Nick Velnhofer (nick wellnhofer), along with the library libxml2, has announced a new approach to handling vulnerabilities. Moving forward, vulnerabilities will be treated as regular errors, rather than being prioritized. They will be addressed as time permits, with information about the nature of the vulnerability being made public immediately. This change means that fixes will not have to wait for patches to be created and distributed to operating systems.
In a related move, Nick also withdrew support for the accompanying library libxslt, expressing doubts about finding someone to take over its maintenance.
A recent update to the libxml2 project notes that the library, written by enthusiasts and maintained by a single volunteer, is unsafe due to poor testing and use of a memory-unsafe language. All security issues will now be treated like any other errors, with information being made public immediately to expedite fixes.

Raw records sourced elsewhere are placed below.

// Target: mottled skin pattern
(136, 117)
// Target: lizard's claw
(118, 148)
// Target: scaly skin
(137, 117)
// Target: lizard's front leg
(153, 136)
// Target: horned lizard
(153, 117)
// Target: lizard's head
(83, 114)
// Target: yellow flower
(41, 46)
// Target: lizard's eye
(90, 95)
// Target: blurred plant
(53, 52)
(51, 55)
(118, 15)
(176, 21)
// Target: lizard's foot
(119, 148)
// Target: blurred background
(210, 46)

This change is expected to allow Nick to focus more on primary development tasks for Libxml2, rather than being sidetracked by addressing vulnerabilities. Currently, several hours per week are spent managing vulnerabilities and creating patches, which has become burdensome given the volunteer nature of the maintenance.
Nick criticizes the practice of withholding vulnerability information to pressure volunteers into working for free, calling it detrimental. While acknowledging that Libxml2 is not suitable for use in browsers and operating systems, Nick condemns major companies like Apple, Google, and Microsoft for using the library irresponsibly in their products. Rather than treating the symptoms, Nick believes it would be more beneficial for the project if these companies discontinued their use of Libxml2.